只是林家村的村民,林老三和李翠花这对小气扒拉的夫妻,可没有叫着来,只是因为怕叫着他们来,要花他们的钱,最起码让他们来了县城,一碗青汤面也要钱吧。
周县令拿着惊堂木再一拍,严肃大声的喝道,“林月兰,如你所说当真属实,那么,林三牛等人状告你不孝,乃为不实,疑有诬陷事实。
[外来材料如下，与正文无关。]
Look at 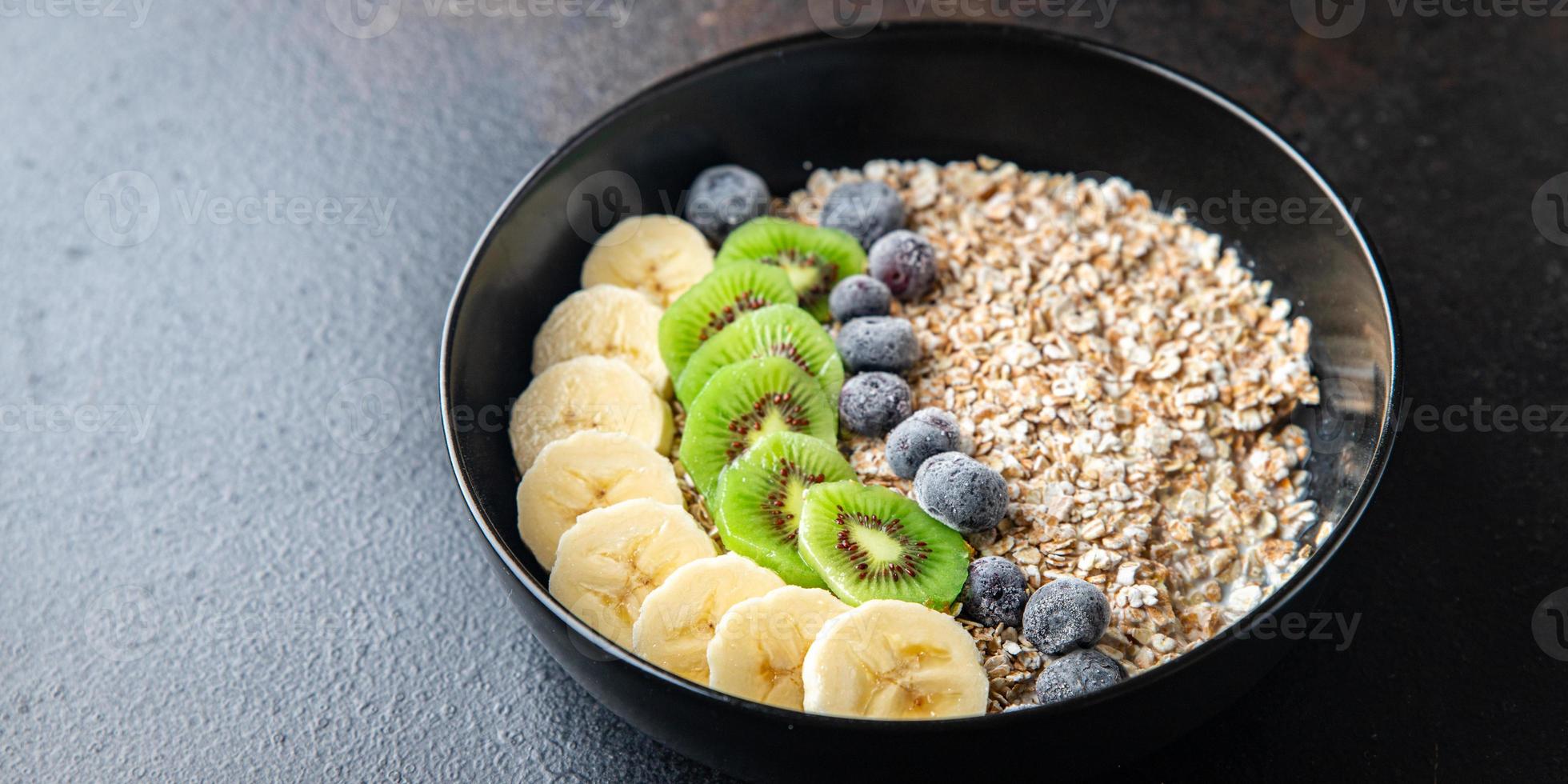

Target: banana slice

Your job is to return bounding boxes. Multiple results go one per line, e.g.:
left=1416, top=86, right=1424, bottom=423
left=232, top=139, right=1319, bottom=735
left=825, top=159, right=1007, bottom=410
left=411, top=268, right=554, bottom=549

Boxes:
left=533, top=286, right=670, bottom=397
left=707, top=585, right=850, bottom=710
left=583, top=215, right=714, bottom=307
left=511, top=356, right=676, bottom=474
left=802, top=599, right=990, bottom=718
left=632, top=554, right=784, bottom=686
left=518, top=430, right=682, bottom=569
left=550, top=498, right=714, bottom=647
”
随后,他又厉声对着林三牛喝问道,“林三牛,尔等曾向林月兰索要五百两赡养费,是否属实?”
林三牛立马一惊,心头更是慌乱不已。
这一桩桩抖出来的事情,完全与他们在来时,所预想的不一样,他们之前以为,只要他们上堂状告了林月兰不孝,县令大人可以不问任何缘由的判定林月兰为不孝之实。
但是呢,现在这县令明显有偏向林月兰之嫌。
林三牛回道,“回大人,草民问她要五百两赡养费,实属无奈。草民上有年事已高父母,下有三四个不懂事的儿女,再有体弱多病的妻子,瞧着,她有白银千两,大宅高起,却对草民一家子不闻不问,草民一怒之下,才会向她要五百两赡养费。大人,反正她已经有了这么钱,给个百两的赡养费,难道不该吗?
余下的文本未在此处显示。